1. Business

Amazon expansion will lead to public tour, more jobs

RUSKIN — Amazon Ruskin Fulfillment Center director of operations Brian Owens says the facility's continued expansion will result in more hiring and a long-awaited grand opening that will allow the community to see what goes on inside the massive building.

"Last year we only opened half of the building and over the past year, the remainder of the building has been under construction, Owens said at a recent SouthShore Chamber of Commerce event held at the Hillsborough Community College SouthShore campus.

"This new construction should be completed by the end of this year," he said.

Owens said once construction is complete, it will hold the public viewing, allowing residents to tour one half while the other half remains in operation. The expansion also will result in the hiring of an additional 1,000 associates to fully staff the operation.

Amazon opened the 1 million-square-foot warehouse in September 2014 and eventually hired an initial force of 1,000. The state of the art fulfillment center is one of only 126 similar facilities world wide that offers warehousing and order fulfillment for third-party sellers, often small businesses and individuals.

Owens, who has been with Amazon for 17 years, started as a temporary associate in a Delaware Amazon warehouse. Working his way up through the company, he transferred to several facilities in Kentucky and Tennessee, watching as the company grew in scope and efficiency.

"When I started working for Amazon, I used to walk up to 15 miles a day fulfilling orders," Owen said. "The exciting thing about this new facility is that it is one of only six (Amazon) buildings in the U.S. that uses robots. They do a lot of the walking for us now."

Owens moved with his wife and three children to accept his new position in Ruskin. He touted his enthusiasm for the job and the company's commitment to its employees, noting that every employee receives excellent benefits, including shares in the company as part of their benefit package.

"Everyone that works at Amazon is an owner," Owens said. "Our associates are very important to us."

Becoming a part of the community is a priority for Amazon. They want to give back to the communities that house their warehouses. Owens explained that the company consults with their associates to learn where they would like to see company assistance offered in their community. The Ruskin associates pointed toward helping veterans.

"We have partnered with a couple of local military benefit groups to help out veterans and their families," Owens said. "We have also gone out to area elementary schools in Ruskin and Wimauma to provide backpacks and school supplies. We've sponsored Toys for Tots drives during the holidays.

"Amazon will even provide tuition for associates who wish to further their education, even if it's in an unrelated field such as the medical field. These are things we can do to help the associates that live in the community."

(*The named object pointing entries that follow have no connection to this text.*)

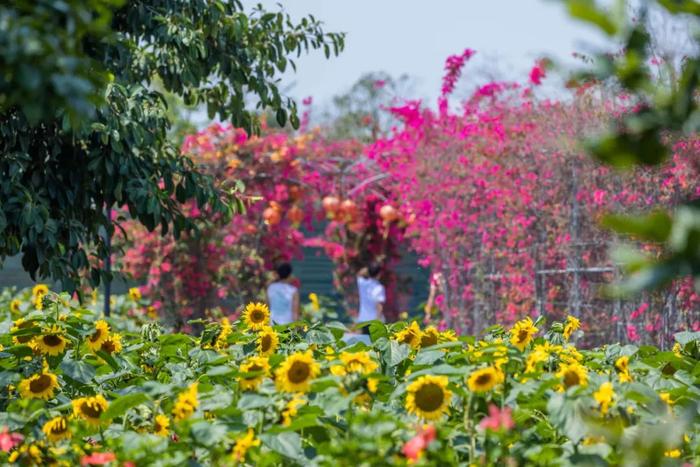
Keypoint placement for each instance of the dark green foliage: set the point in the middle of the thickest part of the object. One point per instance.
(84, 121)
(638, 138)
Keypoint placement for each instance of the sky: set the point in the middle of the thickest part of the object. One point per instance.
(414, 37)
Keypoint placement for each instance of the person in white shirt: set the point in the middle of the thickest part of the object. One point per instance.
(372, 295)
(283, 297)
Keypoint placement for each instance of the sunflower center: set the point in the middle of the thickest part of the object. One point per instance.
(52, 340)
(429, 397)
(299, 372)
(252, 369)
(91, 410)
(483, 379)
(523, 335)
(59, 427)
(257, 316)
(265, 343)
(571, 378)
(40, 383)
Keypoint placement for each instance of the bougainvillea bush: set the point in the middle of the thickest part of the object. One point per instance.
(300, 190)
(78, 389)
(505, 203)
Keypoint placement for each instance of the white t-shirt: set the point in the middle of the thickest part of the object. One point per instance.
(281, 297)
(371, 293)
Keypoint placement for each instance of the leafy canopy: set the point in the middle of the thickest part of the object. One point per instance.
(83, 126)
(638, 138)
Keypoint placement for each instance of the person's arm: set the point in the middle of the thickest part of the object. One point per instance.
(295, 306)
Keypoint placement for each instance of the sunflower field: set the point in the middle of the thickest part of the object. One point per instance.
(79, 389)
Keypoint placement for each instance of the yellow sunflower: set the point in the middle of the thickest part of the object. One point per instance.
(100, 335)
(604, 396)
(135, 294)
(522, 333)
(572, 324)
(267, 341)
(40, 290)
(258, 365)
(256, 316)
(39, 386)
(50, 342)
(296, 372)
(358, 362)
(291, 409)
(410, 335)
(429, 337)
(186, 403)
(243, 444)
(21, 324)
(428, 397)
(113, 344)
(572, 375)
(57, 429)
(484, 379)
(160, 425)
(90, 408)
(222, 339)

When questioned about a recent New York Times story that reported Amazon employees work under extremely taxing conditions, Owens referred to the response from Amazon CEO and founder Jeff Bezos.

"I don't think any company adopting the approach portrayed could survive, much less thrive, in today's highly competitive tech hiring market," Bezos said in a statement.

He also declared in a letter to employees that Amazon would not tolerate the management practices described in the article. He urged employees to contact him directly if such conditions existed.

Owens echoed the sentiments of his CEO.

"That is not the Amazon that I know," Owens said. "I love working for Amazon."